The first time I visited DC I was on a school exchange and through connections we were lucky enough to step inside the White House for a private tour. This is definitely a highlight of not just my time in DC, but also of all my travelling experiences. It was fantastic to see inside such a sought after home and to hear the history of the White House from someone who works there on a daily basis. We visited in the middle of the presidential election in 2008, so it was an exciting time to be allowed inside!
The US Capitol Building is beautiful both inside and out, and is a big attraction for many tourists. It’s a working office building, so there is a lot to learn about US politics here; we did a Capitol Tour to make sure we didn’t miss anything. I would definitely recommend booking a tour in advance to make sure you get a space – the best thing is that the public tours are completely free! As well as being a government building filled with interesting history, the Capitol is also home to a significant art collection; this means there is something for both art and history lovers. Whilst you are there make sure you don’t miss out on the chance to stand in exactly the middle of DC.
Similarly to the Capitol there are tours of the Pentagon available to the public, which are free of charge; make sure to book this quite far in advance, as they are extremely popular. For me, the tour of the Pentagon was even more fascinating than the Capitol because we got to grasp more of an understanding of the US military and DOD, as well as US politics. Taking a tour also means that you will walk 1.49 miles through the World’s Largest Low-rise Building. A visit to the Pentagon cannot be complete without spending time in the 9/11 Memorial, which is located west of the Pentagon. Arlington Cemetery is also close by and allows for a great space to gather your thoughts whilst taking in fantastic views of the Pentagon.

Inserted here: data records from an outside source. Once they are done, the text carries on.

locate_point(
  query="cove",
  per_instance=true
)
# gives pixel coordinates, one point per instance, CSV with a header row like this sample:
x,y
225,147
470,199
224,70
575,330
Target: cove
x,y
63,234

George Washington was the first president of the United States and is whom this monument was built to honour. The Washington Monument is both the World’s Tallest Stone Structure and the World’s Tallest Obelisk, this means that it offers brilliant views of DC; once again, there is no fee to enter the Washington Monument. As well as the views, this monument boasts a great space for relaxing, and soaking up extreme amounts of history as it is located on the National Mall. The walk from the Washington Monument, passed the Reflecting Pool is the perfect opportunity to remember those who fought in WW2 before being greeted with the impressive structure that is the Lincoln Memorial.
The Lincoln Memorial is the front cover of my Lonely Planet East Coast USA guide book, so I knew it would be a very grand piece of art, but I hadn’t realised quite how vast it would be in size. Although many tourists flock to see the Lincoln Memorial itself, they also visit to see where famous speeches have frequently been made, including Martin Luther King Jr’s ‘I Have a Dream’ speech. Not far from the Lincoln Memorial you will also find memorials for Martin Luther King Jr, Roosevelt and Jefferson.